In Web IDL as currently specified, I believe doing this: void foo(optional long a, long b); will construct an effective overload set with only one element, since it will immediately run into a non-optional argument. Therefore only a call with 2 arguments will be allowed. Similarly, in the createImageBitmap spec as currently written only calls with 5 arguments are allowed. Unless I'm totally misreading http://heycam.github.io/webidl/#dfn-effective-overload-set somehow, of course...
Well in that case WebIDL should either ban that case or make it work like I describe...
I think it should be banned. The behavior you're describing is totally non-intuitive. :)
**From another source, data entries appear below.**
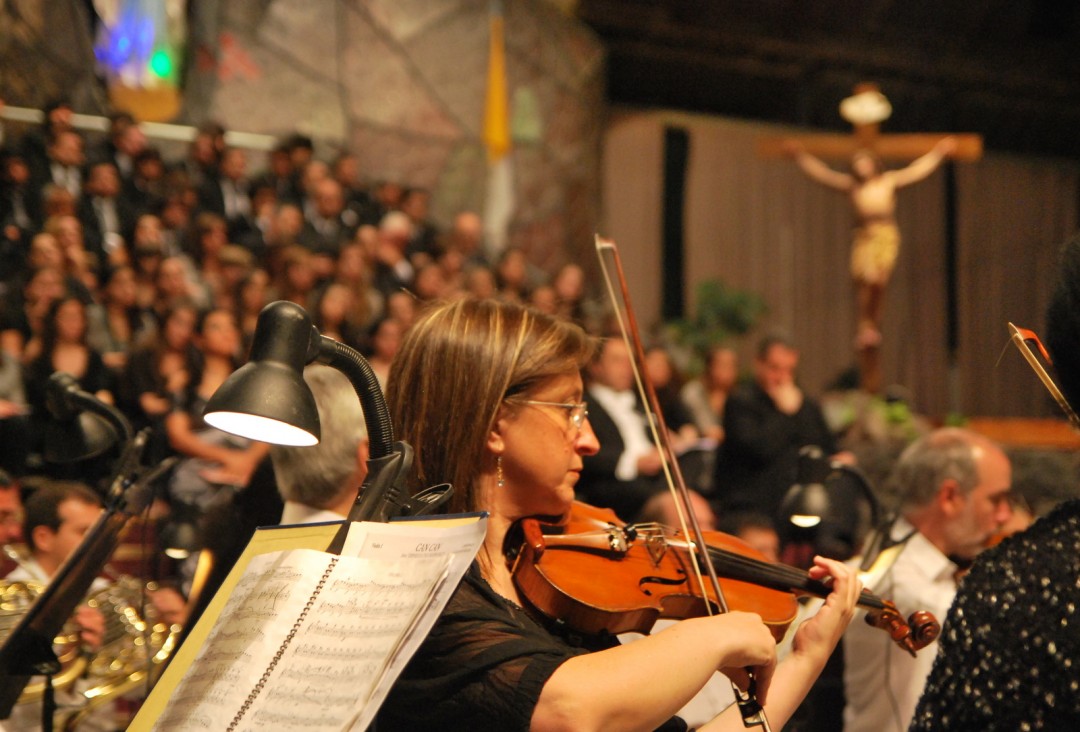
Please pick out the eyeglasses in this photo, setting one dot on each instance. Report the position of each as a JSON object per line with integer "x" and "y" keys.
{"x": 578, "y": 411}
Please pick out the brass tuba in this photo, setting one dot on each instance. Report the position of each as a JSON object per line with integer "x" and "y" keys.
{"x": 136, "y": 645}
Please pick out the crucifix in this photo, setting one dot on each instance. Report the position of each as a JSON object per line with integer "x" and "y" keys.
{"x": 872, "y": 190}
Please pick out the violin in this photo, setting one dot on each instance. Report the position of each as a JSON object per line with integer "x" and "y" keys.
{"x": 595, "y": 574}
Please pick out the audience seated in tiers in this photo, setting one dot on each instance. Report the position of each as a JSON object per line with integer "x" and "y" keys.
{"x": 766, "y": 423}
{"x": 706, "y": 395}
{"x": 138, "y": 253}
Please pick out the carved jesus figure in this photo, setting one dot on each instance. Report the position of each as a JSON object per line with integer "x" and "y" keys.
{"x": 876, "y": 240}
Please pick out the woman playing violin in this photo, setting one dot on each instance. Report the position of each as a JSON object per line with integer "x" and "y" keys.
{"x": 489, "y": 395}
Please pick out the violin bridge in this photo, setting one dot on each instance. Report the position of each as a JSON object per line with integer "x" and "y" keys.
{"x": 657, "y": 546}
{"x": 617, "y": 540}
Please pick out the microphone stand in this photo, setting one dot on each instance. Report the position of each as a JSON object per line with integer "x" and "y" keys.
{"x": 28, "y": 650}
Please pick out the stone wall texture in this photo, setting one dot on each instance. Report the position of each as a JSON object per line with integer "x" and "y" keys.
{"x": 400, "y": 82}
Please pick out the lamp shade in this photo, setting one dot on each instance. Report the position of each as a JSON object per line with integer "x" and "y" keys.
{"x": 79, "y": 437}
{"x": 806, "y": 504}
{"x": 268, "y": 402}
{"x": 267, "y": 398}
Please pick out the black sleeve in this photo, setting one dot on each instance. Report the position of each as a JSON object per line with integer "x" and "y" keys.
{"x": 482, "y": 667}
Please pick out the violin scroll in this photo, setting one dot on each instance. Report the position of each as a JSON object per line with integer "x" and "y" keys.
{"x": 925, "y": 628}
{"x": 920, "y": 629}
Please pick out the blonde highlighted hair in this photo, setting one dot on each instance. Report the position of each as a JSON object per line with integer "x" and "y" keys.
{"x": 456, "y": 367}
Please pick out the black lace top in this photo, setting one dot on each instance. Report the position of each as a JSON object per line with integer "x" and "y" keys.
{"x": 1010, "y": 655}
{"x": 482, "y": 667}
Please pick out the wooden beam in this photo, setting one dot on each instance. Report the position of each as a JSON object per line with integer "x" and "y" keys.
{"x": 904, "y": 147}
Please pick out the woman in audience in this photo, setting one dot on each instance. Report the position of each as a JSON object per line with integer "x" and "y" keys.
{"x": 706, "y": 395}
{"x": 117, "y": 323}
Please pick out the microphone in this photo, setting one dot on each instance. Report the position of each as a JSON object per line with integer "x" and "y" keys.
{"x": 81, "y": 425}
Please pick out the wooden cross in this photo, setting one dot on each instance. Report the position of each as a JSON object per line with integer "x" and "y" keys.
{"x": 866, "y": 135}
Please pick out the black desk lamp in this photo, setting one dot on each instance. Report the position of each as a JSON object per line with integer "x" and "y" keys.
{"x": 268, "y": 400}
{"x": 822, "y": 501}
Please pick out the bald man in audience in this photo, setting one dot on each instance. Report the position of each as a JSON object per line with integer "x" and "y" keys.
{"x": 321, "y": 483}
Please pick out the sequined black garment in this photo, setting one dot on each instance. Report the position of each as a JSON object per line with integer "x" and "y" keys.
{"x": 1010, "y": 655}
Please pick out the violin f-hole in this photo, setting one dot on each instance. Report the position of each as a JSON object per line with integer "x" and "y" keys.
{"x": 670, "y": 581}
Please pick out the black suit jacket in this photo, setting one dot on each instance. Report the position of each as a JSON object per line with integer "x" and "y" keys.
{"x": 598, "y": 484}
{"x": 758, "y": 459}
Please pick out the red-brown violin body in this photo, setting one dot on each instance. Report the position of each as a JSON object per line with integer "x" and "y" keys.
{"x": 596, "y": 573}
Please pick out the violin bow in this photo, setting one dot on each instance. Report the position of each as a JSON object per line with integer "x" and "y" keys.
{"x": 611, "y": 268}
{"x": 1021, "y": 338}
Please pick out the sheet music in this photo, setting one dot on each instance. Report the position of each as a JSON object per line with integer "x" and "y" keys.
{"x": 301, "y": 642}
{"x": 409, "y": 541}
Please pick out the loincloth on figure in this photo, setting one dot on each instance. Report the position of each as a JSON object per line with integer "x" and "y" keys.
{"x": 874, "y": 252}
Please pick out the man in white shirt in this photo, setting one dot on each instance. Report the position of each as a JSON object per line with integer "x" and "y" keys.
{"x": 57, "y": 516}
{"x": 320, "y": 483}
{"x": 954, "y": 491}
{"x": 624, "y": 473}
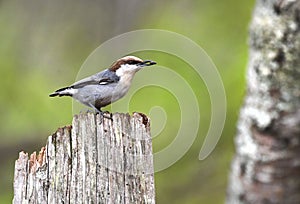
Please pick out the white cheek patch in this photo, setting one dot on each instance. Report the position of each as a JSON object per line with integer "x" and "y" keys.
{"x": 70, "y": 91}
{"x": 126, "y": 69}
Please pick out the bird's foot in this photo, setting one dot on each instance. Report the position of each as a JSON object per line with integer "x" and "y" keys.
{"x": 105, "y": 114}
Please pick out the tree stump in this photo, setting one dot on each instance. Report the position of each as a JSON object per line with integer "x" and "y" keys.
{"x": 96, "y": 160}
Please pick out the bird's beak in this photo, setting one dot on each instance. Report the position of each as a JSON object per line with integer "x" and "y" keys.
{"x": 147, "y": 63}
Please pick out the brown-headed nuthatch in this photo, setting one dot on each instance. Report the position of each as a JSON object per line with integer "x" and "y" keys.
{"x": 105, "y": 87}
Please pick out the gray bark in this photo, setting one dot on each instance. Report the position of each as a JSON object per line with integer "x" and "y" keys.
{"x": 266, "y": 168}
{"x": 95, "y": 160}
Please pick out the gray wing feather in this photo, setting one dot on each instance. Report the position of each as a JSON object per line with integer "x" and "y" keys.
{"x": 102, "y": 78}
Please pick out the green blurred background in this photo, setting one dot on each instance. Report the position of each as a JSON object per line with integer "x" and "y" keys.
{"x": 44, "y": 43}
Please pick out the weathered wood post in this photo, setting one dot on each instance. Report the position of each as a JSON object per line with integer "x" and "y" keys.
{"x": 96, "y": 160}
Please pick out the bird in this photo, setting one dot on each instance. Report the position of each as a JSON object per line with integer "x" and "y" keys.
{"x": 107, "y": 86}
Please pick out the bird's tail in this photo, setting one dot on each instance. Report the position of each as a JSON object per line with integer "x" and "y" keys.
{"x": 66, "y": 91}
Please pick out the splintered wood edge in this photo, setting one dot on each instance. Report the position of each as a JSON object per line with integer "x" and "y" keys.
{"x": 35, "y": 161}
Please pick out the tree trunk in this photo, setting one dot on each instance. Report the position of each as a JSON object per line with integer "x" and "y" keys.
{"x": 96, "y": 160}
{"x": 266, "y": 168}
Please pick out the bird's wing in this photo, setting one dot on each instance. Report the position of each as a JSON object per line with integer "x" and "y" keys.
{"x": 102, "y": 78}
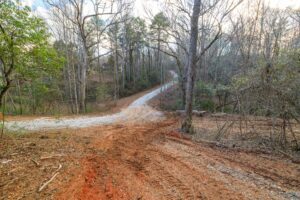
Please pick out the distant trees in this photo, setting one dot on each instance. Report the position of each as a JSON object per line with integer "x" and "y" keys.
{"x": 25, "y": 53}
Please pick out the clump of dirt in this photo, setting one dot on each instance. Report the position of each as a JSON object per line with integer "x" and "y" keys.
{"x": 139, "y": 161}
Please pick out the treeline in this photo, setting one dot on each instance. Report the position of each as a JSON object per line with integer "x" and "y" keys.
{"x": 241, "y": 57}
{"x": 96, "y": 55}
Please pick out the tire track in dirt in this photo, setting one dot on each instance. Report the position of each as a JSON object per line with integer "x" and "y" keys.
{"x": 141, "y": 161}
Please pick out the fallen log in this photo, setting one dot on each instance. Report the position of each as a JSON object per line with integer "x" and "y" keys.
{"x": 51, "y": 179}
{"x": 199, "y": 113}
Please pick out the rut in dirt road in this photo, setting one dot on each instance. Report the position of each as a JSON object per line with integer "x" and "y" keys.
{"x": 150, "y": 161}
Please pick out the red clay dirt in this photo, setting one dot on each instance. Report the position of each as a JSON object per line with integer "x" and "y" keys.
{"x": 145, "y": 161}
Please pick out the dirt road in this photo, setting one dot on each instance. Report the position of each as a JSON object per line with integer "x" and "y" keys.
{"x": 150, "y": 161}
{"x": 138, "y": 160}
{"x": 136, "y": 111}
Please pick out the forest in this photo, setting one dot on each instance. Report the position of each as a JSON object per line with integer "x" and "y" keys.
{"x": 118, "y": 80}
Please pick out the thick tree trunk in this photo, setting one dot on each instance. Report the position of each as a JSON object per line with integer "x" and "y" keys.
{"x": 191, "y": 68}
{"x": 82, "y": 88}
IDL very purposefully _allowed_ this case to align more closely with how arguments work in ES. Keep in mind that "optional" in IDL right now doesn't just mean "can be omitted". It also means "can have undefined explicitly passed to mean the argument is missing". So there is a practical difference between these two methods: void foo(optional long a, long b); void bar(long a, long b); both expect to be called with two arguments, but the former allows passing undefined for the first argument and treats that as "not passed", while the latter coerces undefined to 0. Or to make it more interesting: void foo(optional Node a, long b); void bar(Node a, long b); the second method requires a Node as the first argument while the first one will accept a Node or undefined, with the latter meaning "no node".
That's highly unintuitive to me. I think a [TreatUndefinedAsUndefined] annotation would be clearer.
The current setup is basically where we ended up after a bunch of public-script-coord discussion with the ES folks.